Dentro hacía tanto calor que se quitó la clámide en cuanto la solemnidad se lo permitió. Había una docena de sakje sentados en semicírculo en torno al fuego. Estaban sentados en el suelo con las piernas cruzadas y charlaban animadamente, y cuando Kineas entró en la yurta todos se pusieron de pie. En medió de ellos había un muchacho, o tal vez un hombre muy joven de abundante pelo rubio y con una barba corta también rubia. Su posición le señalaba como el rey, pero por el esplendor del vestido y la cantidad de oro, cualquiera de los doce sakje podría haber sido el monarca.

Srayanka estaba a su derecha. Tenía una expresión reservada y fría y su mirada se posó un instante en Kineas, luego se detuvo un momento en Filocles y finalmente volvió a centrarse en el rey.

Kam Baqca estaba detrás del rey, vestida sencillamente con un abrigo largo blanco, y con el pelo recogido en un rodete. Inclinó la cabeza a modo de saludo.

El rey sonrió.

—Bienvenido, Kineas. Soy Satrax, rey de los asagatje. Por favor, toma asiento y permite que te sirvamos.

Dicho esto, todas las personas de la tienda se sentaron a la vez y Kineas intentó, sin éxito, hacerlo con la misma gracia que ellos. Filocles y Eumenes habían entrado con él y se sentaron uno a cada lado de Kineas, según lo acordado previamente, y Ataelo se sentó a su derecha, en una especie de tierra de nadie entre ambos grupos.

Kineas habló una vez que se hubo acomodado.

—Agradezco tu bienvenida, oh, Rey. Tu hospitalidad ha sido generosa. Tanto es así que llegué enfermo y tu médico me ha curado.

Observó al rey detenidamente. El muchacho era más joven de lo que lo era Alejandro cuando cruzaron el Helesponto, su rostro todavía era tersoy no presentaba las marcas de duras experiencias. Sus grandes ojos hablaban con elocuencia de su buen carácter, y sus gestos poseían una inexperta dignidad. Cuanto vio fue del agrado de Kineas.

Trajeron vino griego en grandes jarras y lo vertieron en un cuenco inmenso de oro macizo. El rey fue sumergiendo copas de vino en el cuenco y pasándoselas a sus invitados, bendiciendo a cada uno de ellos. Cuando llenó la copa de Kineas, la elevó hasta donde éste estaba sentado.
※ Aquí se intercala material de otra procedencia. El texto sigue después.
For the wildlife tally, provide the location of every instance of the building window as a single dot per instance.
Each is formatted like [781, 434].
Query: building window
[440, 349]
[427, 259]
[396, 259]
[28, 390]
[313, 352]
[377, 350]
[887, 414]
Kineas se levantó, inseguro acerca del protocolo y nada habituado a ser servido por alguien que no fuera un esclavo.

El rey le apoyó una mano en el hombro para que se sentara de nuevo.

—Las bendiciones de los nueve dioses del cielo sean contigo, Kineas —dijo en griego. Tenía acento, pero su griego, aunque jónico, era puro.